Там далеко-далеко, где небо смыкается с водой, на фоне синего моря – яхта под белоснежным парусом. А на палубе что-то темнеет, мечется и аж захлёбывается от восторга.
Нет, это не я. Жаль.
Но с другой стороны, только наблюдая с обратной стороны и можно увидеть и описать подобную картину.
Наверное, именно поэтому кто-то деятельный и целеустремлённый стоя там, на палубе, смахивая загорелой рукой, солёные брызги с лица, позирует мне.
Лениво созерцающему художнику, стряхивающему натруженным авторучкой указательным пальцем пепел с сигареты. Здесь. В душной комнате, в продавленном кресле под вентилятором.
И в общем, мы оба получаем удовольствие. Каждый естественно своё.

ДОСТИЖЕНИЕ

Убедил. Доказал. Пронял. Заставил согласиться. Вынудил признать. Прошёл через подхихикивание за спиной, недоумение, сочувственное удивление. Через саркастические улыбки и иронические замечания. Через недвусмысленные жесты, наглядно иллюстрировавшие их представления о моих умственных способностях. Через неверие и недоверие. Да просто достал я их видимо. Допёк. Упорством, проходящим по тонкой грани разделяющей его с упрямством. Настойчивостью, граничащей с суетой переходящей в панику.

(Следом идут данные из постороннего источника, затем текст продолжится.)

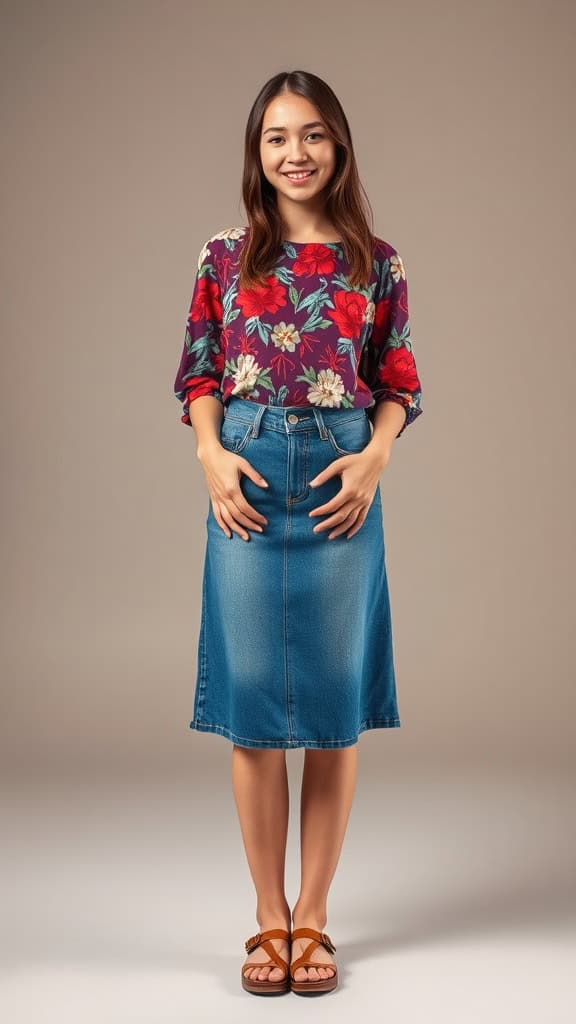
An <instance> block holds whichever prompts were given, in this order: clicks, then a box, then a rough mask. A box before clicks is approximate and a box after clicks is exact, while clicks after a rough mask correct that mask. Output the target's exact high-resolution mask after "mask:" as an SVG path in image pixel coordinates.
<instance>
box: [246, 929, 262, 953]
mask: <svg viewBox="0 0 576 1024" xmlns="http://www.w3.org/2000/svg"><path fill="white" fill-rule="evenodd" d="M259 944H260V932H258V933H257V934H256V935H251V936H250V938H249V939H246V942H245V943H244V947H245V949H246V952H247V953H251V952H252V950H253V949H256V947H257V946H259Z"/></svg>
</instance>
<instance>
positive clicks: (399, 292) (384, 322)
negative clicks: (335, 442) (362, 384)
mask: <svg viewBox="0 0 576 1024" xmlns="http://www.w3.org/2000/svg"><path fill="white" fill-rule="evenodd" d="M359 375H360V376H361V377H362V379H363V380H364V382H365V383H366V384H367V385H368V387H369V388H370V390H371V391H372V394H373V396H374V402H375V406H374V407H371V410H372V421H373V424H374V433H373V435H372V439H371V441H370V444H369V446H370V447H371V449H372V447H373V449H374V450H375V451H378V452H382V453H384V452H385V453H389V449H390V446H392V443H393V441H394V440H395V438H397V437H400V436H401V434H403V433H404V430H405V429H406V427H407V426H408V425H409V424H410V423H413V422H414V420H415V419H416V417H417V416H419V415H420V414H421V412H422V409H421V404H420V403H421V395H422V392H421V385H420V381H419V379H418V373H417V370H416V364H415V360H414V355H413V351H412V340H411V337H410V318H409V312H408V284H407V280H406V271H405V268H404V264H403V262H402V259H401V257H400V256H399V254H398V253H393V255H392V256H390V258H389V265H388V271H387V273H386V275H385V278H384V288H383V292H382V295H381V296H380V298H379V299H378V301H377V302H376V308H375V313H374V325H373V329H372V334H371V335H370V337H369V339H368V341H367V343H366V346H365V348H364V350H363V353H362V357H361V362H360V367H359Z"/></svg>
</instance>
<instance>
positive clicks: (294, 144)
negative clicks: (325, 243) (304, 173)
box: [260, 92, 336, 203]
mask: <svg viewBox="0 0 576 1024" xmlns="http://www.w3.org/2000/svg"><path fill="white" fill-rule="evenodd" d="M260 160H261V162H262V169H263V172H264V176H265V177H266V179H268V180H269V181H270V183H271V185H273V187H274V188H276V189H277V191H278V193H279V194H280V195H281V196H282V197H285V198H286V199H287V200H289V201H291V202H294V203H298V202H300V203H301V202H310V200H312V199H315V198H316V197H318V196H319V194H320V193H321V191H322V189H323V188H325V187H326V185H327V184H328V182H329V181H330V178H331V177H332V175H333V173H334V169H335V166H336V148H335V145H334V143H333V141H332V139H331V137H330V136H329V134H328V130H327V128H326V126H325V125H324V122H323V120H322V117H321V115H320V113H319V111H318V110H317V108H316V106H314V104H313V103H311V102H310V100H308V99H305V98H304V97H303V96H297V95H295V94H294V93H292V92H288V93H283V94H282V95H280V96H276V97H275V98H274V99H271V101H270V103H269V104H268V106H266V109H265V112H264V117H263V121H262V129H261V133H260ZM304 170H306V171H308V170H310V171H311V172H312V173H311V174H310V175H308V176H306V177H304V178H301V179H300V180H298V179H294V178H291V177H290V176H289V172H297V171H304Z"/></svg>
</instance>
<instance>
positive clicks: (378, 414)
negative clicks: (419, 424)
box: [365, 399, 406, 465]
mask: <svg viewBox="0 0 576 1024" xmlns="http://www.w3.org/2000/svg"><path fill="white" fill-rule="evenodd" d="M405 422H406V410H405V408H404V406H402V404H401V402H399V401H392V400H388V399H384V400H383V401H380V402H378V404H377V406H376V408H375V410H374V419H373V424H374V432H373V434H372V438H371V440H370V441H369V442H368V444H367V445H366V449H365V451H367V450H370V452H372V453H374V454H375V455H377V456H380V457H381V459H382V465H385V464H386V463H387V461H388V458H389V453H390V449H392V445H393V441H394V440H395V439H396V437H397V436H398V434H399V433H400V431H401V429H402V427H403V426H404V423H405Z"/></svg>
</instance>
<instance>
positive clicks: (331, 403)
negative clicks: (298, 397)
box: [306, 370, 344, 409]
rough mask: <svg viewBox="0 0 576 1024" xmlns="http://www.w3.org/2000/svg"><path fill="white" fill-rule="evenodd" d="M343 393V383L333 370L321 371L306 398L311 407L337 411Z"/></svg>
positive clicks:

Десять лет бился. Все десять лет бился рыбой об лёд непонимания и неприятия. И пробил всё-таки!
Согласились они считать меня человеком, имеющим право писать. В смысле сочинять нечто литературное. Даже жена. Правда она довольно своеобразно подтвердила факт моего признания. Ну, и когда же мы увидим гонорары? – спросила она. Но это я вам скажу, дорогого стоит!
Теперь все они относятся к моему увлечению с достаточной долей уважения. Дарят мне всякие канцтовары. Они видят, что меня печатают, нечасто, но всё-таки читают меня и сами, где-то я там периодически выступаю, о чём они тоже слышат. Удивление их теперь не сочувственное, но вопросительное. Они ждут, что будет дальше.
А мне, вот именно теперь, ну совершенно не пишется. Как отрезало. То есть ноль абсолютный!
Оказывается писать не получая при этом их поддержки трудно, но ещё ничего. А вот считаться признанным (в узких конечно кругах, но всё же) писателем и не писать — просто полный обвал.
А они же уже теперь требуют. Говорят: Ну что же ты? Ну где? Когда в конце-концов? Мы на тебя рассчитываем, а ты? Давай, становись знаменитым, что бы мы уже начали тобой гордиться. Ты же писатель!
И что мне теперь, ещё десять лет убеждать их в обратном?